I have the 5000 and if I would have only knew then what I know now, I would have stuck with the 4500 or got a 4800 and saved a considerable amount of cash. You aren't going to be able to use the Coin/Relic timing...forget about it. If the ground is mineralized at all, it wont balance in that timing. In fact, I have yet to converse with anyone in the continental US that has been able to balance the machine in Coin/Relic timing. So you are going to be using the same timings that the 4500 has in it anyway with no other real advantage.
As far as iron goes. If it is big iron, the GPXs can do a really good job at discriminating those out. It will simply null out over iron.
When talking about nails and such, it does a good job there to a degree. It all depends on how you have it setup to be honest. It is light years ahead of the TDI when it comes to this. Depending on what timing you are in and what speed you have it set at, you can do fairly well at discriminating out nails. If they are bent they will sometimes fool you if you are digging those iffy signals.

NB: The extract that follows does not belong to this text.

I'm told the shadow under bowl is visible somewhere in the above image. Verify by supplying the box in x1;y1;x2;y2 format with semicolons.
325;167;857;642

I've found that the GPXs will hit minie balls good down to about a foot deep, and give what I call a "no brainer" signal. Down to 12 inches you are good. It's when you start trying to find them beyond a foot, that it gets tricky, because sometimes the signals wont be as hard hitting as they were shallower and give more iffy signals. I've dug .58 cal minie balls down to 18 inches with it and have dug the .69 cal 3 ringers down to 20 inches. Those are the harder ones to tell from the shallower bullets. The GPX can do it but you're gonna be digging a little bit of deeper nails in the process. If you can dig down a few inches and the signal get worse, it's not a bullet. If you dig down a little and it gets better, jackpot. Watch out though, because shallower bullets will actually overload the detector and make you think it's nulling it out like iron...if you raise the coil a bit and it starts to give a smoother tone it's a shallower target. Iron will still give the broken signal or nulled out signal, pending on how high or low you have the disc set at.
What is needed, is a smaller round DD coil for the GPXs. The 11" is simply too big to work heavily laden iron areas. There aren't many smaller ones offered and most of those are elliptical coils. The little CoilTek Joey coil works well in iron but I think a 6 or 8 inch round DD coil would be the ticket for the GPXs in heavy iron.